В то время как предыдущие проекты FANTOM изучали ряд типов клеток, цель FANTOM4 состояла в том, чтобы глубоко исследовать динамику клеточной дифференцировки . Анализ был ограничен клеточной линией человека THP-1 , предоставив данные о зависимости от времени превращения монобласта в моноцит . DeepCage разрешил TSS при разрешении одного нуклеотида, точно определив места связывания факторов транскрипции (TF). Путем мониторинга зависимых от времени изменений экспрессии генов по мере дифференцировки клеток был сделан вывод о том, какие регуляторные мотивы позволяют предсказать изменения экспрессии, временную зависимость активности TF и ​​гены-мишени TF. [23] Эти усилия привели к созданию сети регуляции транскрипции, демонстрирующей, что процесс дифференцировки очень сложен и управляется большим количеством TF, осуществляющих как положительные, так и отрицательные регуляторные взаимодействия.

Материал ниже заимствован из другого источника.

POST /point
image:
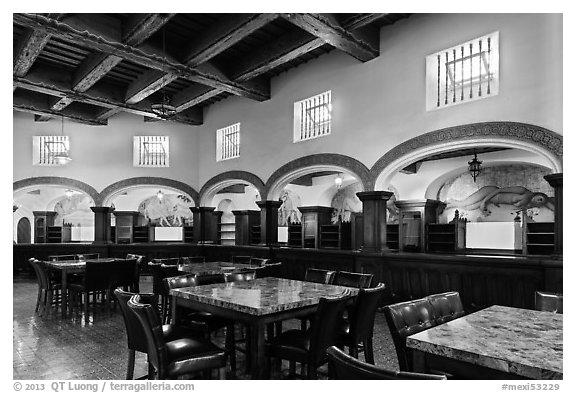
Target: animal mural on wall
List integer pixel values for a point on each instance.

FANTOM4 также расширил наше понимание транскрипции ретротранспозона и РНК инициации транскрипции (tiRNAs). Ретротранспозоны вносят вклад в повторяющиеся элементы в геномах млекопитающих и могут влиять на множество биологических процессов, таких как геномная эволюция, а также на структуры, такие как альтернативные промоторы и экзоны. [24] [25] Было продемонстрировано, что ретротранспозоны экспрессируются специфично для клеток и тканей, и было идентифицировано около 250 000 ранее неизвестных TSS, управляемых ретротранспозонами. [26]

Было обнаружено, что ретротранспозоны могут влиять на транскрипцию и регуляцию транскрипции у млекопитающих как кодирующих, так и некодирующих РНК в различных тканях. [26] Дальнейшие усилия привели к обнаружению широко распространенного в геномном и эволюционном плане нового класса РНК, называемых РНК инициации транскрипции (тиРНК). [27] Этот вид РНК относительно крошечный (~ 18 нуклеотидов в длину) и обычно находится ниже TSS промоторов, богатых CpG. Количество тиРНК невелико, и они связаны с высоко экспрессируемыми генами, а также со связыванием РНК-полимеразы II и TSS. Более поздняя работа показала, что tiRNs могут быть способны модулировать эпигенетические состояния и локальную архитектуру хроматина . [28] Однако возможно, что эти тиРНК не играют регуляторной роли и являются просто побочным продуктом транскрипции. [1] [27]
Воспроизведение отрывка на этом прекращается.